During the war, Moscu gradually moved toward communism, being engaged with the "maximalist" group that chose to continue its activity clandestinely in German-occupied Romania. In 1918 he was arrested in Bucharest by the German military administration and sentenced to four and a half years confinement in Jilava Prison for spreading a manifesto saluting the Russian Revolution. Set free in November 1918, he was arrested again the following month on charges of "attack on public security", after the reinstalled Romanian authorities opened fire on demonstrating workers during a general strike. Moscu left the country in March 1919 and, after a brief internment at Užice, made his way to Austria, where he re-established contact with the Romanian movement. In November he represented the youth wing of the Socialist Party in the Berlin Congress that created the Communist Youth International, signing its founding manifesto in the name of the Working Youth of Romania. After a failed attempt to return to Romania in the summer of 1920, Moscu was finally able to do so during autumn. In Bucharest he became one of the main supporters of the creation of a Communist Party, also organising a conference of the clandestine communist factions in Iași during the spring of 1921. In June 1921 he left Romania for Soviet Russia with his wife Clara (also known under the pseudonym Ana Bădulescu). Moscu, who had by the time adopted the name Bădulescu, headed the Romanian delegation to the Third Congress of the Communist International (Comintern), being elected a member of its Executive Committee (ECCI), as the sole Romanian representative. At the same Congress his wife was elected in the International Communist Women's Secretariat. Afterwards, the couple moved to Moscow, and was active in the Comintern press. Designated the Romanian representative to the Balkan Communist Federation in 1922, Moscu moved to Bulgaria, where the latter organisation had its headquarters. Following the Balkan Conference held in Moscow in autumn 1923, he settled in the Soviet Union and was appointed deputy rapporteur of the ECCI for the Balkan countries. In 1924 he was admitted in the Bolshevik Party, and later that year participated in Romanian Communist Party's third congress, which took place in Vienna. During most of the interwar, Moscu remained the RCP permanent delegate to the Comintern, and in 1927 he was also appointed a member in the Balkan Secretariat of the Comintern.

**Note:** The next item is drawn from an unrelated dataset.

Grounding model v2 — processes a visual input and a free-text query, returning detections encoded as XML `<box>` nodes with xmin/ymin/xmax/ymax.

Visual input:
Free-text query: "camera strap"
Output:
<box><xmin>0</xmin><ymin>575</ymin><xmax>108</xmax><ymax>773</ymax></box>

In 1929, during the intense factional fights which divided the Romanian Communist Party, Moscu left the Comintern apparatus and, after taking some university courses in commerce, he led the international section of the Soviet National Committee of Standardization. After September 1932, when the section was disbanded, he worked as the assistant manager of the international section of the People's Commissariat for Communications of the USSR. Temporarily excluded from the Communist Party, Moscu had to leave this position and start working as a consulting editor for the Co-operative Publishing Society of Foreign Workers in the USSR. Expelled again from the Party in 1935, he was eventually killed in 1937, during the Great Purge, accused of creating a spy ring inside the ECCI. He was later rehabilitated, first in the USSR and then in Romania, during the de-stalinization campaigns in the Eastern Bloc.